Overhead eats capacity before you start. System prompts (the instructions shaping model behavior) run 500–2,000 tokens. Conversation history in multi-turn interactions accumulates. Retrieved documents consume budget. In agentic workflows where the model calls tools and processes results across multiple steps, a single session can burn 500K+ tokens (this estimate from iternal.ai's token projection guide reflects agentic coding benchmarks; complex debugging and self-correction loops can push even higher). The context window is the gross number. Your usable space is the net.

What it costs

Token pricing is denominated per million tokens, with input and output priced separately. Output tokens cost more, typically 4–5x the input rate, because generation is computationally harder than ingestion. All numbers below are current as of May 2026 and will change. Verify at the provider's pricing page before using them in any customer-facing context.

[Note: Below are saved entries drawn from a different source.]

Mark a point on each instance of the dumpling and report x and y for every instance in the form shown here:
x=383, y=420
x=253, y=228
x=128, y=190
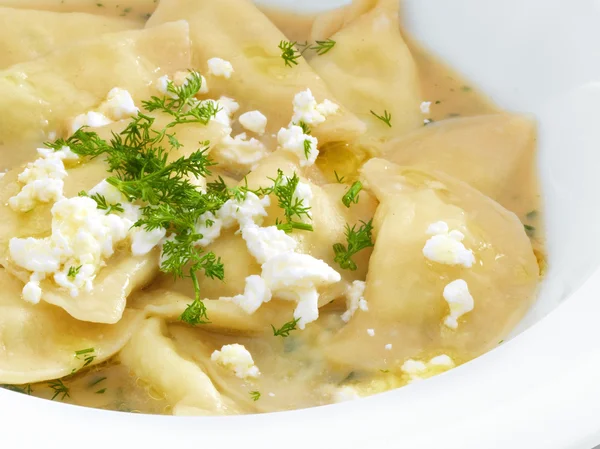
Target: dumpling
x=38, y=96
x=41, y=32
x=152, y=356
x=235, y=30
x=133, y=9
x=493, y=153
x=40, y=342
x=371, y=68
x=405, y=290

A snapshot across two providers at standard tiers:

Model	Input (per 1M tokens)	Output (per 1M tokens)
GPT-5.5	$5.00	$30.00
GPT-5.4	$2.50	$15.00
GPT-5.4 Nano	$0.20	$1.25
Claude Opus 4.7	$5.00	$25.00
Claude Sonnet 4.6	$3.00	$15.00

The math for a single call: (input tokens ÷ 1,000,000 × input rate) + (output tokens ÷ 1,000,000 × output rate).

Picture the actual conversation. You're in a discovery call with a federal civilian agency. The CIO's technical advisor asks what it would actually cost to run AI-assisted document summarization across their policy library. A real budget question. You need to walk through the math in real time, or at least know the shape of the answer well enough to keep the conversation moving.

A standard government page runs 250–300 words. Ten pages of policy text tokenizes to roughly 3,500–4,500 tokens for clean prose, closer to 5,000–6,000 for dense technical or legal language where uncommon terms split into more sub-word pieces. Add a system prompt (~500 tokens) and the user's query (~200 tokens), call it 5,000 input tokens. The model returns a 450-word executive summary: about 600 output tokens.

On GPT-5.4 at standard pricing: $0.0125 input + $0.009 output = roughly two cents per document.

Five hundred documents a day: about $11. A month of that: around $330. Small numbers per call. They compound in production. And they shift meaningfully when you change models, hit long-context thresholds, or scale to agentic workflows where the model makes multiple calls per task. You want to be the person in the room who can sketch this on a whiteboard when the conversation stalls on "but what does this actually cost."

Two more details for those conversations. First, OpenAI charges a 10% uplift for regional processing endpoints, directly relevant to public sector buyers with data residency requirements. Second, the input-output price gap means the cost profile of a workload depends as much on what the model produces as on what it receives. Tasks that generate long outputs (drafting, code generation) cost disproportionately more than tasks with short outputs (classification, summarization). When a buyer asks "what does this cost to run," the shape of the output matters as much as the size of the input.

The short version

Tokens are sub-word text chunks, about four English characters each, produced by a tokenizer before the model touches anything. The context window is the total token budget for one call: input plus output, drawn from the same pool. Current flagships offer 1M+ tokens of context, but cost, quality degradation, and overhead mean the usable number is always lower. Pricing runs per million tokens with output costing several times more than input.

The word "token" in an AI conversation has nothing to do with the word "token" in an identity conversation. One is a unit of text measurement. The other is a security artifact carrying authorization. The first time that distinction keeps a discovery call on track instead of sideways for ten minutes, you'll know why it mattered.